Le Super Bowl de ce soir s’annonce sous le signe de la controverse, avec la performance très attendue de Bad Bunny à la mi-temps. Le choix du chanteur portoricain a suscité l’ire de l’ancien président Donald Trump, qui n’a pas hésité à exprimer son désaccord.
L’ancien président a vivement critiqué Bad Bunny, notamment après les critiques du musicien envers les agents de l’ICE (Immigration and Customs Enforcement) lors de la cérémonie des Grammy Awards, où il a remporté plusieurs prix. « Je suis contre lui.
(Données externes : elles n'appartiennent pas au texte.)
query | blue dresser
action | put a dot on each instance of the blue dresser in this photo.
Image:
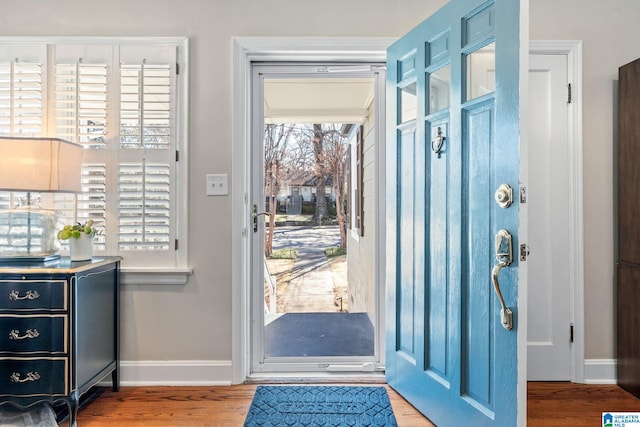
(59, 330)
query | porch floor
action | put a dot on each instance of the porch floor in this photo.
(319, 334)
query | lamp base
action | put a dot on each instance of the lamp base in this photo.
(27, 233)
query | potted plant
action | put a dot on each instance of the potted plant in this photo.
(80, 238)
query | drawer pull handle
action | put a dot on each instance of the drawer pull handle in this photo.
(15, 295)
(29, 333)
(31, 376)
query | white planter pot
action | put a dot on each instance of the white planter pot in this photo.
(81, 249)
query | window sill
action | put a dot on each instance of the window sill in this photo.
(155, 276)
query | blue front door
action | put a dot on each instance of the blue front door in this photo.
(453, 94)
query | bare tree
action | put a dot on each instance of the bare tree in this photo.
(320, 172)
(276, 141)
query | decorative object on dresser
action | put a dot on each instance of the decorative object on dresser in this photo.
(59, 330)
(35, 165)
(80, 237)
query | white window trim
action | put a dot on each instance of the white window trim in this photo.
(141, 276)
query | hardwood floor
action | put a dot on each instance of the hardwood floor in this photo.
(549, 405)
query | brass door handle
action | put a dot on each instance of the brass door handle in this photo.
(255, 217)
(504, 256)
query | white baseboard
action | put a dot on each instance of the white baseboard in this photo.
(600, 371)
(175, 373)
(220, 372)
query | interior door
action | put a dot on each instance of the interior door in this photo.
(549, 275)
(453, 96)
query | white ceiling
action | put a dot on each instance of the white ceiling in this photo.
(317, 100)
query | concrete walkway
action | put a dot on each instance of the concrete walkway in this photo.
(311, 285)
(311, 288)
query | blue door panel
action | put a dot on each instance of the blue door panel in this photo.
(478, 312)
(447, 352)
(437, 299)
(407, 290)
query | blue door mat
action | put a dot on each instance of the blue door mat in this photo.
(320, 406)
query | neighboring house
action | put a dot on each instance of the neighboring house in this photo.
(297, 187)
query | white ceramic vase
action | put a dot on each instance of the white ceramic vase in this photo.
(81, 249)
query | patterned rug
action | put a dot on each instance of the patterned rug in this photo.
(320, 406)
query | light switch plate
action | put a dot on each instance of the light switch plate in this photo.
(217, 185)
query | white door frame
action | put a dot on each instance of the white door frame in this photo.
(251, 49)
(247, 50)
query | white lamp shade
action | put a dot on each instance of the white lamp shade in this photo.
(40, 165)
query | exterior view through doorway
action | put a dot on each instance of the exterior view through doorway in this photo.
(314, 180)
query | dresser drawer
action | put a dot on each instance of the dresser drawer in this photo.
(33, 377)
(29, 295)
(33, 333)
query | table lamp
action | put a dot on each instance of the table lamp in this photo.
(28, 232)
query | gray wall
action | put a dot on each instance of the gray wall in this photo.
(193, 322)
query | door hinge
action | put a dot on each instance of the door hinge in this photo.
(523, 194)
(524, 252)
(571, 333)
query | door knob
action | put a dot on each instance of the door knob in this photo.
(255, 217)
(504, 196)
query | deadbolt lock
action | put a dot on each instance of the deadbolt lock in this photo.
(504, 196)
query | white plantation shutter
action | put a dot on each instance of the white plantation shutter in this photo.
(80, 105)
(147, 147)
(120, 101)
(21, 96)
(144, 207)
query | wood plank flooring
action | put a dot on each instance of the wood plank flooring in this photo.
(549, 405)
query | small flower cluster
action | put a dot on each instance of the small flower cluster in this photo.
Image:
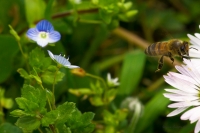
(187, 83)
(43, 34)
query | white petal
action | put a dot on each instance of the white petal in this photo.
(197, 127)
(187, 114)
(194, 117)
(180, 92)
(197, 35)
(184, 104)
(54, 37)
(33, 34)
(72, 66)
(177, 111)
(42, 42)
(108, 77)
(51, 55)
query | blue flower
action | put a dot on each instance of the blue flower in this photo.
(61, 60)
(43, 33)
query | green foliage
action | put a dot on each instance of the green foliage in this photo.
(34, 7)
(9, 128)
(7, 45)
(131, 74)
(53, 100)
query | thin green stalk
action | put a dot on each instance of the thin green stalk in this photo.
(103, 81)
(53, 87)
(98, 78)
(40, 130)
(47, 97)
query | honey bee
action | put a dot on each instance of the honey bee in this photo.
(169, 48)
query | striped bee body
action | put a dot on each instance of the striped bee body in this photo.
(169, 48)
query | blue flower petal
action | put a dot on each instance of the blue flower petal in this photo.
(45, 26)
(33, 34)
(61, 60)
(54, 36)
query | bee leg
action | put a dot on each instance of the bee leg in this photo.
(170, 56)
(160, 64)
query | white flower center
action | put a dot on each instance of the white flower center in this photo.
(43, 35)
Je pense que Bad Bunny est un très mauvais choix. La seule chose qu’il fait, c’est semer la haine. Terrible », a déclaré Donald Trump.
Bad Bunny, cependant, a minimisé la polémique, insistant sur l’importance de la musique et de la danse. « Personne n’a besoin d’apprendre l’espagnol ; ils n’auront qu’à se soucier de danser », a-t-il affirmé.
Cette opposition politique se traduit également sur le terrain. Des partisans de Donald Trump ont organisé un événement parallèle avec des artistes favorables à l’ancien président, notamment le chanteur conservateur Kid Rock. Karoline Leavitt, attachée de presse de la Maison Blanche, a confirmé que Donald Trump aurait préféré une performance de Kid Rock à celle de Bad Bunny. « Je pense que le président préférerait de loin une performance de Kid Rock à celle de Bad Bunny », a-t-elle déclaré.
Ce n’est pas la première fois qu’un artiste défie Donald Trump. En 2019, Jennifer Lopez avait déjà protesté contre la politique d’immigration du président à la frontière mexicaine en chantant « Born in the USA » avec sa fille, devant des cages symbolisant les centres de détention.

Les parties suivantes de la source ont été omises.